Gioie e paure della dolce attesa

L’emozione di aspettare un figlio. Le differenze tra il parto in Russia e in Italia
Niva Mirakyan
(Archivio personale)

“Avrete un bambino!”, mi annunciò contento il dottore. Inutile dire che la mia felicità in quel momento non conobbe limiti. Sognavo davvero da tanto tempo di diventare mamma. Ma quando l’euforia passò e rientrai in me, sorse una domanda spontanea: dove partorirò?

Che delusione quando venni a sapere che in Italia non si usa pianificare i parti. Nonostante ci siano abbastanza ospedali buoni a Roma, non è possibile “riservarsi” un posto in anticipo. La futura mamma non può stipulare nessun contratto preliminare con gli ospedali, come per esempio accade in Russia. Senza considerare che c’è la chiara possibilità che nel momento cruciale l’ospedale possa non avere posti letto disponibili e la donna in travaglio venga semplicemente mandata in un altro posto.

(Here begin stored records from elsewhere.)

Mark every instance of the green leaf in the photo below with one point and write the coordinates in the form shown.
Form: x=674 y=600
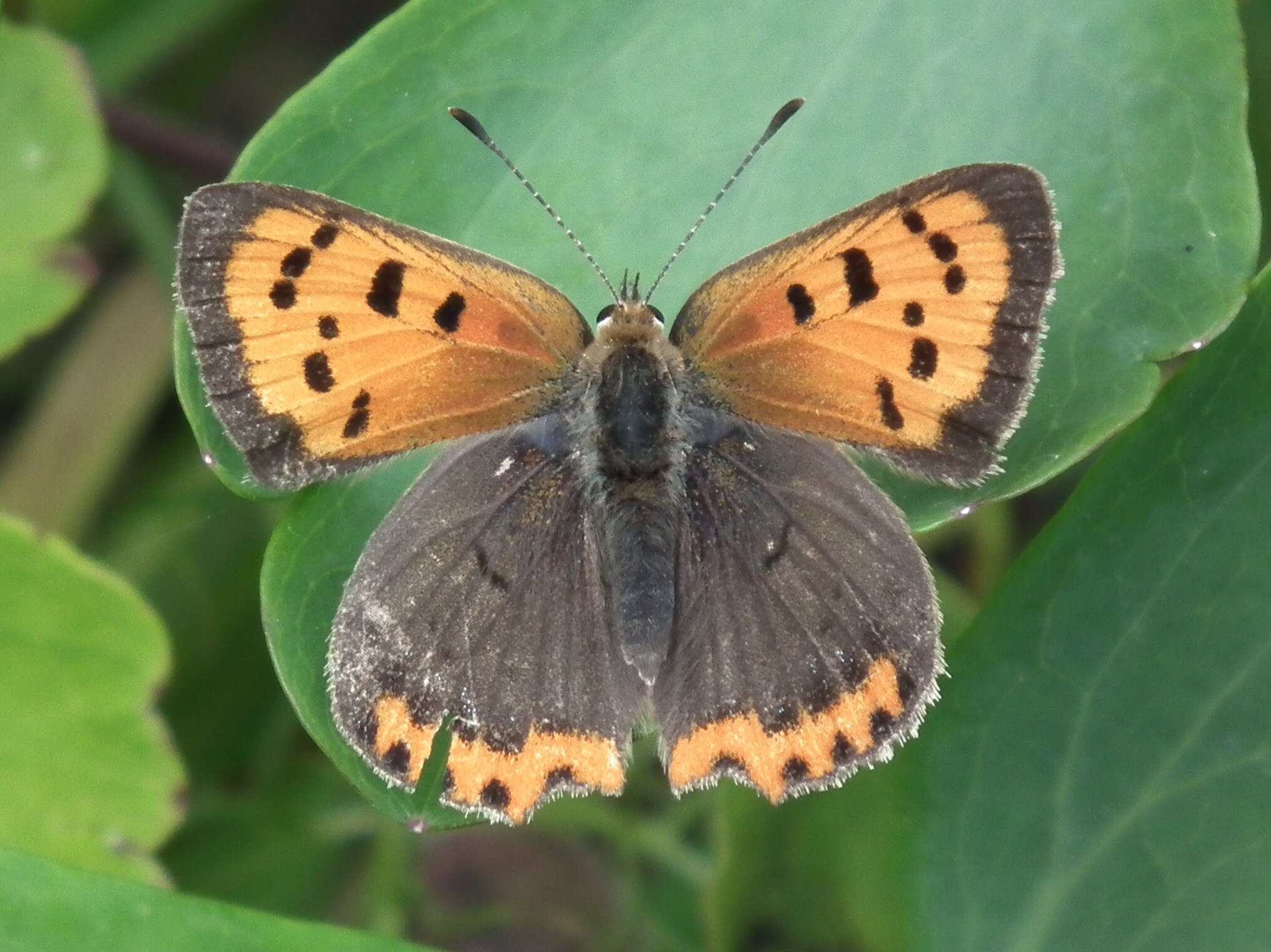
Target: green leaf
x=1143 y=167
x=1097 y=775
x=301 y=589
x=125 y=38
x=1152 y=177
x=53 y=164
x=282 y=849
x=90 y=775
x=195 y=555
x=48 y=906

A voler essere sincera, durante i nove mesi di “dolce attesa” ho passato molte notti insonni, immaginando chiaramente quando sarei stata accolta al “ricovero” con un rifiuto. “Quanto è crudele”, ho pensato tra me e me, chiedendomi stupita perché in Italia, un Paese tanto orgoglioso dei propri bambini, le mamme vengono trattate con così poco rispetto.


Foto: Shutterstock

Per le donne italiane con cui ho condiviso le mie paure non c’è niente di tanto spaventoso in questa “improvvisata”. Ho il sospetto che abbiano ereditato questo atteggiamento dal latte materno: non si può spiegare altrimenti. Vedendo il terrore nei miei occhi, le mie amiche mi hanno inondata di buoni consigli.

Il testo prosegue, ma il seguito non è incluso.